Thanks for your help!


----------



## dennis (Mar 1, 2004)

Cody welcome

Sounds like you already know a bit about htis stuff. You have the ability to do mortise and tenons? Either idea will support the weight if you build it correctly. Also, the slight overhang will be fine. What are the exact dimmensions of your tank? Can you be more specific as to what you had in mind? Maybe a pic of something else or even a paint drawing. The basic thing to remember with supporting weight: the strongest scenerio is when the weight has a direct path vertically to the floor/ground. A 72 gallon wil weigh about 650lbs or so. Think that that is the weight of ~3 of you bigger friends. Not to bad reallly. SOund construction and you will be fine. Let me know more and I am sure we can figure it out


----------



## Cody (Jun 26, 2004)

Hi Dennis,

The tank is 48" long. It's 18" wide at the center of the bowfront and 12" wide on each end.

This is similar to what I had in mind for the post and rail cabinet. The face of the cabinet would be flat and just the top would be curved. So are the posts supporting most of the weight on this type of construction and the rails are holding everything together?










Thanks for offering your help!!  I'm still pretty new to woodworking, but it's a goal of mine to get into fine woodworking. I've got a garage full of tools, so I'm only limited by time and skill level at this point.


----------



## dennis (Mar 1, 2004)

Thak would work wonderfully. The weight of the legs take all the weight to the floor but hte rails still will support some weight initially. The rails take the weight to the legs. With good mortise and tenon construction and a center leg you will have no problem. The center leg will be very helpful. You will can pretty much go with any size parts you want and still have it be very strong. The thicker top will help that too. I would recomend that you use rails that are atleast 1" thick and 3" high. THis will give a very, very strong rail if you make it from solid wood and use proper joinery.

Let me know what you come up with if you have any questions about joinery, design, wood selection, etc. This looks like a very nice project for anyone and it should not be to hard for a beginner. You will learna lot and build something useful and beautiful. If you feel at all overwhelmed, just break the cabinet down into small parts and deal with little pieces at a time

Good luck and let us, and me, know how it goes. Feel free to ask more questions anytime


----------



## Cody (Jun 26, 2004)

Hi Dennis,

I do have some questions about mortise and tenon joints. I've noticed that some people use a haunched m&t on the apron rail, even on a solid wood top, why is that? I was thinking a full-height tenon on the apron would be the way to go. What do you think?

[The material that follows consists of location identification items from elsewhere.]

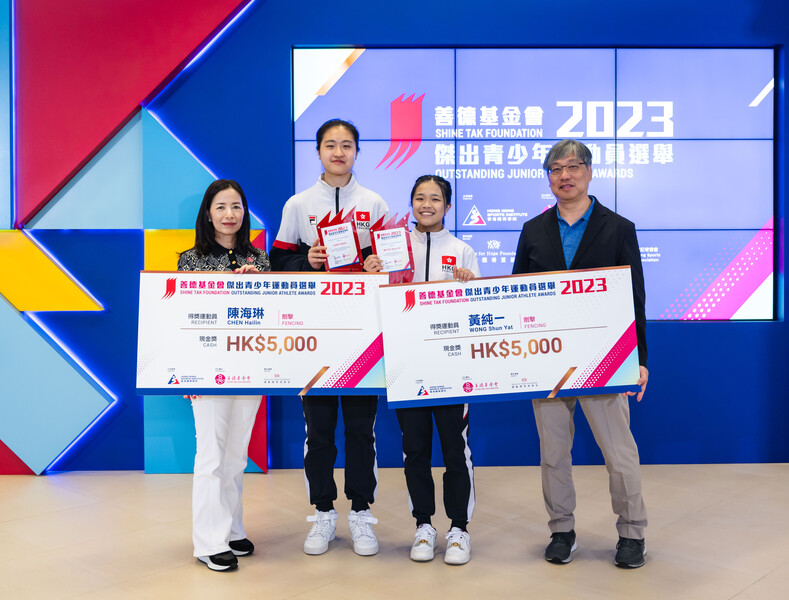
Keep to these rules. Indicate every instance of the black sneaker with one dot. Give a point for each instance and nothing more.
(224, 561)
(630, 553)
(242, 547)
(560, 550)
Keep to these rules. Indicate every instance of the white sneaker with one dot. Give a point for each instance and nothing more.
(364, 541)
(458, 547)
(424, 543)
(322, 532)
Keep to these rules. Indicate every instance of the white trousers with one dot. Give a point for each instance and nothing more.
(223, 425)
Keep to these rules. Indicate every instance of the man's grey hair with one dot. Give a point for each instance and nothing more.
(565, 148)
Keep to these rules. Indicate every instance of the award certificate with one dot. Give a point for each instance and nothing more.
(391, 246)
(342, 244)
(543, 335)
(262, 333)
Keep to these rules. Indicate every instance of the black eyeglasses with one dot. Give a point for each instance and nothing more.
(571, 169)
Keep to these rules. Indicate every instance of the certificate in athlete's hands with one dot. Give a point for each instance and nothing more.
(342, 244)
(391, 246)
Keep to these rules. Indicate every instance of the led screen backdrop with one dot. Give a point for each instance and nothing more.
(682, 144)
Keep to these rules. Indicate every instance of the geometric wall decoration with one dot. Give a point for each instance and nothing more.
(82, 71)
(5, 115)
(46, 401)
(173, 181)
(106, 193)
(32, 282)
(163, 246)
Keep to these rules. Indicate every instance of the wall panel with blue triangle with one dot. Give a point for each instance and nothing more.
(68, 397)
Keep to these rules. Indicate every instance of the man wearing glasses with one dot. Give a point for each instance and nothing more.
(580, 233)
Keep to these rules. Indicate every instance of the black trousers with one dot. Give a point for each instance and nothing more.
(452, 424)
(320, 451)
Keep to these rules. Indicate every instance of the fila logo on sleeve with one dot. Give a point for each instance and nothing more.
(362, 219)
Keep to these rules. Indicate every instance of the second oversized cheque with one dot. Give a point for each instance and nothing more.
(266, 333)
(540, 335)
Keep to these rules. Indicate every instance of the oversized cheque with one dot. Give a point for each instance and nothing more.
(540, 335)
(284, 333)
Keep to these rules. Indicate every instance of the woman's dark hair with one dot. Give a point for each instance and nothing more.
(337, 123)
(446, 189)
(205, 234)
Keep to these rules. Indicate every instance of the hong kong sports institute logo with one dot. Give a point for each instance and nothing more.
(406, 129)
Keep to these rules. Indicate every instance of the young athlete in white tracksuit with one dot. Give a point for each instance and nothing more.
(223, 424)
(296, 249)
(438, 255)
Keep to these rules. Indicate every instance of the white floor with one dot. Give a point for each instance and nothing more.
(716, 532)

On the center leg, I'm thinking there probably isn't one on the back of the piece in the photo, but I should include one in my design. I was thinking a bridle joint on the apron rail. Would you do a lap joint on the lower rail or a couple of m&t joints here. 

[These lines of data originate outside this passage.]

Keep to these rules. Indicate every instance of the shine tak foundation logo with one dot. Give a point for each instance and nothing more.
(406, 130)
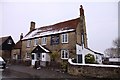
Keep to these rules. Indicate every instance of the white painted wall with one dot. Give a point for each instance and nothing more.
(45, 57)
(35, 58)
(84, 51)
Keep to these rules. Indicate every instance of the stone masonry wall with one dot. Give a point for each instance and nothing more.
(92, 71)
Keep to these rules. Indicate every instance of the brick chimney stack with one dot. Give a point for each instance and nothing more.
(21, 36)
(81, 10)
(32, 26)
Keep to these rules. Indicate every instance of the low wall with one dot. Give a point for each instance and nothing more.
(94, 71)
(21, 62)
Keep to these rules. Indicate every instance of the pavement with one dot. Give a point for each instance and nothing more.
(30, 72)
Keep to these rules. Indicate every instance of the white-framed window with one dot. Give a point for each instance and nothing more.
(64, 54)
(28, 43)
(65, 38)
(27, 55)
(9, 41)
(36, 42)
(44, 41)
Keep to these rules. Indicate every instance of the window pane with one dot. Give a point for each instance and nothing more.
(44, 41)
(28, 43)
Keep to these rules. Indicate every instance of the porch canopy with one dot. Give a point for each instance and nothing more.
(40, 49)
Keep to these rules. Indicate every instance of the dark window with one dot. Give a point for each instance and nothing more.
(32, 56)
(54, 39)
(80, 58)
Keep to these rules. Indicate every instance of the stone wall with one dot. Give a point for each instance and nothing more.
(92, 71)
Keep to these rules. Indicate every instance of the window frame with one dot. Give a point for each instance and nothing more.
(9, 41)
(28, 43)
(44, 41)
(63, 54)
(36, 42)
(55, 39)
(64, 38)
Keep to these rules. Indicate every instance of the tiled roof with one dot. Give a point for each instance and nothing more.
(70, 24)
(53, 29)
(18, 45)
(3, 39)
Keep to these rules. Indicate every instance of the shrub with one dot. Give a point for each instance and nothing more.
(89, 58)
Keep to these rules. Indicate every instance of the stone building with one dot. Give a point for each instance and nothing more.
(6, 45)
(59, 39)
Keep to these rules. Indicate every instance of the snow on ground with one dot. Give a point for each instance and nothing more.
(38, 33)
(95, 65)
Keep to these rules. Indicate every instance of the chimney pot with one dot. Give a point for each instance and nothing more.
(32, 26)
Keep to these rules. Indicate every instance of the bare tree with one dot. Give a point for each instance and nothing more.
(115, 50)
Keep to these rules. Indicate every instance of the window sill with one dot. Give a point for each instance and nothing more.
(64, 58)
(64, 42)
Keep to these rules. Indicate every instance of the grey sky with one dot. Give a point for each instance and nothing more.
(101, 19)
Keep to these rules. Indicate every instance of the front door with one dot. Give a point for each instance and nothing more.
(34, 58)
(79, 58)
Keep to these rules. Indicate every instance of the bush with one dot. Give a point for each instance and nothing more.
(89, 58)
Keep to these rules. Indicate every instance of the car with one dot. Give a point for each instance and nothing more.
(2, 63)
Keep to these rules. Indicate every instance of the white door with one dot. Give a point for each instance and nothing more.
(34, 58)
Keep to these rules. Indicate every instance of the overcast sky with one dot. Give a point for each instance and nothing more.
(101, 19)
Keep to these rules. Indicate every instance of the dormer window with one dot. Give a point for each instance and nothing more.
(36, 42)
(65, 38)
(44, 41)
(9, 41)
(28, 43)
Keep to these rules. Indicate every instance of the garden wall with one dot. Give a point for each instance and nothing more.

I haven't decided what kind of wood to use yet, but if I'm not able to find it in the thickness I need for the legs will it be alright to laminate two thinner boards together? I've heard that 2x4s glued together are just as strong, if not stronger, than a solid 4x4, is that true?

This is really cool of you to offer your expertise on woodworking. I really appreciate it! BTW, we were just installing 220V in the garage today for my new bandsaw. I can't wait to use it!


----------



## MatPat (Mar 22, 2004)

Hey Cody,

I would make a full height tenon on the apron rail. I don't think the extra work of a haunched tenon would be necessary. About the only time I use a haunched tenon is when connecting door rails to stiles. And then I would only do the extra work on a base cabinet doors where you will actually see the tenon if you didn't use a haunched tenon. 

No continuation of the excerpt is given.